Miles - your comment interested me but I would like to expand to see if what I am thinking is aligned to your comment (I want to be sure I am taking your statement correctly). In the five or so years since I first touched this thread, I have been blessed with the opportunity to see the inside and help out several companies. Over that time I have become more and more convinced that it is not "buy or build" but "buy and build".
The current company I am at (I have moved from contractor to 'corner office') has been going through a lot of pain as they bought a whole ERP solution customized some within the parameters of its capabilities and even extended it somewhat but issues like maintenance and advancement were becoming more and more impossible. Further, if they had followed the tenants of this ('ERP') system it would have cost them dearly as the inflexibility of the system would have cost them greatly in sales and more than a few customers. (It is a ETO manufacturing enterprise). They followed good process when selecting the system (in 1998) but time and technology had eroded the value to the "should we just shut it off" point a couple of years ago.
Instead of doing that I took one highly talented developer and we focused on the middle ground (I believe this is now refered as EES?). We took the functions that didn't work and created an interface to the portion of the information source that was reliable, connected it to other systems and essentially packaged them as 'servers'. This lead to the creation of a dashboard-ish user interface that is now able to react to changes of use and environment without an interruption of service. This approach was validated when we upgraded the payroll and HR packages and completely replaced a section of the ERP application with a new system. There was practically zero loss in business or productivity time and we implemented the roll over in the middle of the work day.
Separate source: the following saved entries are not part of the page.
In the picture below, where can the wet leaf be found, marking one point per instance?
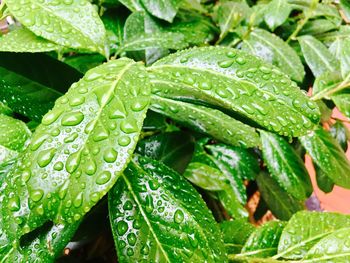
(161, 224)
(236, 81)
(274, 50)
(328, 155)
(69, 23)
(78, 152)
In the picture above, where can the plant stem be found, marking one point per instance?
(302, 22)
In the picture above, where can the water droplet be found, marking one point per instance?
(178, 216)
(72, 118)
(103, 177)
(45, 157)
(36, 195)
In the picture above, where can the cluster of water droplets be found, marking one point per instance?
(81, 147)
(240, 82)
(157, 213)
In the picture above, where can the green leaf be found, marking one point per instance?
(285, 166)
(168, 223)
(317, 56)
(30, 83)
(263, 242)
(23, 40)
(345, 6)
(235, 234)
(229, 14)
(274, 50)
(73, 24)
(163, 9)
(334, 248)
(237, 158)
(276, 13)
(323, 181)
(13, 133)
(328, 155)
(341, 133)
(174, 149)
(236, 81)
(208, 121)
(305, 229)
(78, 152)
(281, 204)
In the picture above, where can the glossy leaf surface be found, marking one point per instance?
(78, 152)
(236, 81)
(274, 50)
(23, 40)
(69, 23)
(153, 218)
(328, 155)
(285, 166)
(281, 204)
(208, 121)
(305, 229)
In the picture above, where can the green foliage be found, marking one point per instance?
(170, 119)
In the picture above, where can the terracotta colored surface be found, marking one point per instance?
(338, 199)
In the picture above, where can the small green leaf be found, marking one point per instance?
(285, 166)
(30, 83)
(333, 248)
(276, 13)
(263, 242)
(328, 155)
(235, 234)
(305, 229)
(317, 56)
(13, 133)
(229, 14)
(274, 50)
(236, 81)
(163, 9)
(208, 121)
(174, 149)
(23, 40)
(168, 223)
(78, 152)
(73, 24)
(281, 204)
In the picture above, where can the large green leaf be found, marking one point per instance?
(78, 152)
(274, 50)
(74, 24)
(285, 166)
(328, 155)
(334, 248)
(237, 158)
(163, 9)
(235, 234)
(23, 40)
(174, 149)
(263, 242)
(209, 121)
(30, 83)
(305, 229)
(157, 216)
(281, 204)
(317, 56)
(276, 13)
(239, 82)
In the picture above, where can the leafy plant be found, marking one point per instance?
(167, 118)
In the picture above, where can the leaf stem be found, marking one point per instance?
(302, 22)
(343, 85)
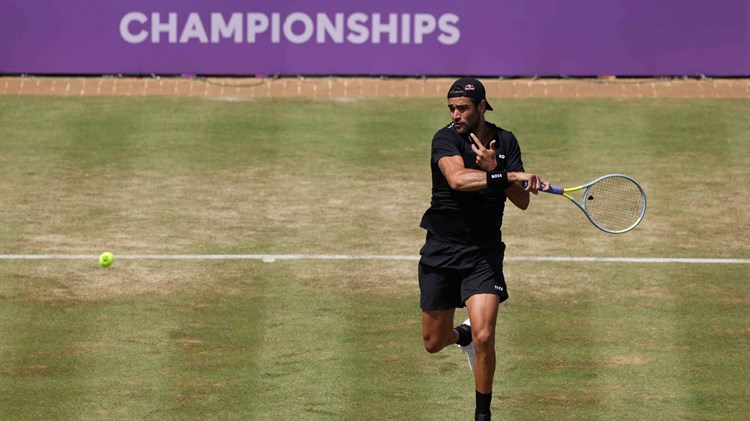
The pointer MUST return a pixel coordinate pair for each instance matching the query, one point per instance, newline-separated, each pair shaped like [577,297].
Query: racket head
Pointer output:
[614,203]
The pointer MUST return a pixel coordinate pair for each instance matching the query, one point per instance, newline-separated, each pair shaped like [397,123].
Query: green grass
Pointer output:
[319,340]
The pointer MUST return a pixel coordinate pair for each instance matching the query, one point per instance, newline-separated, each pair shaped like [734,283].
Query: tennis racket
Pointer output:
[614,203]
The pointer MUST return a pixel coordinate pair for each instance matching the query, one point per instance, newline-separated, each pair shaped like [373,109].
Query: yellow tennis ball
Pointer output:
[106,259]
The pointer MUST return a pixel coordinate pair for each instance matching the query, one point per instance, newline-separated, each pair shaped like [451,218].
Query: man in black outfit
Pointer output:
[475,167]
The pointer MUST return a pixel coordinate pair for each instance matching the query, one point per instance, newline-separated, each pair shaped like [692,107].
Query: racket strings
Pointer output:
[614,203]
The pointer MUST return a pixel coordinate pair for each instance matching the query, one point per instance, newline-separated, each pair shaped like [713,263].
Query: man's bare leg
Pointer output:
[483,310]
[437,329]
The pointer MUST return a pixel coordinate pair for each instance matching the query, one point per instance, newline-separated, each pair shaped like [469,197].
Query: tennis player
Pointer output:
[475,167]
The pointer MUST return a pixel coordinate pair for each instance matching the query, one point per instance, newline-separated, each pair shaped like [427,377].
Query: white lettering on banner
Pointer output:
[297,28]
[220,28]
[157,27]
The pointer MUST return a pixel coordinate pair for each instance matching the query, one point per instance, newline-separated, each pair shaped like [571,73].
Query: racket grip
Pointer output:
[552,189]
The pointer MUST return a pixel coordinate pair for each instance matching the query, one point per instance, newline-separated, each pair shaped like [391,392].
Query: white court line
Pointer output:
[274,257]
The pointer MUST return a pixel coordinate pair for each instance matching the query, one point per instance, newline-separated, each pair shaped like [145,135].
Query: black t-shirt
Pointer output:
[468,217]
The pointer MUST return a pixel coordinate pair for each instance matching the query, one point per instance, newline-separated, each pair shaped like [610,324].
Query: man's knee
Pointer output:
[483,338]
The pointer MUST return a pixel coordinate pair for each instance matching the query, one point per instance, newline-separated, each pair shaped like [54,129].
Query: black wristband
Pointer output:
[498,178]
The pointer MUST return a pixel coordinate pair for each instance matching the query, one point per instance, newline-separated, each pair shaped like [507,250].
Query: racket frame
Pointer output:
[565,192]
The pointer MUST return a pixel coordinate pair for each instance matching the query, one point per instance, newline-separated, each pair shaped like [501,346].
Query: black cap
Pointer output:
[470,88]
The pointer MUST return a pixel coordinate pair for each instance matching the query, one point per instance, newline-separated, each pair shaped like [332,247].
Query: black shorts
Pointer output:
[450,273]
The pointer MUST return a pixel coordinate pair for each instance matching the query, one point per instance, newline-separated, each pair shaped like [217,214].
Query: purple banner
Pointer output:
[388,37]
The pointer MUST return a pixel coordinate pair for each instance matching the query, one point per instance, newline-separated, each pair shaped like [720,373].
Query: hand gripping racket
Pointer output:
[614,203]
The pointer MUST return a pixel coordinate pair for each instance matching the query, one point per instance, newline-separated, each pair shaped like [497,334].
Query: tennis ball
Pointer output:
[106,259]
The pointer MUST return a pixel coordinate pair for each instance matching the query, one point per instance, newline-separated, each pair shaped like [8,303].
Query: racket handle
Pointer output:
[552,189]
We are continuing to follow these guides with increasing success.
By focusing on building a fabric that lies between the major systems and creating what custom pseudo-APIs we are able to keep upgrades to major systems very 'vanilla' and avoid down time and most importantly we have helped to improve productivity and throughput.
Sorry for the overly long response but as someone who lived on the "Buy" side of the fence I now see more of the ways and how I was wrong.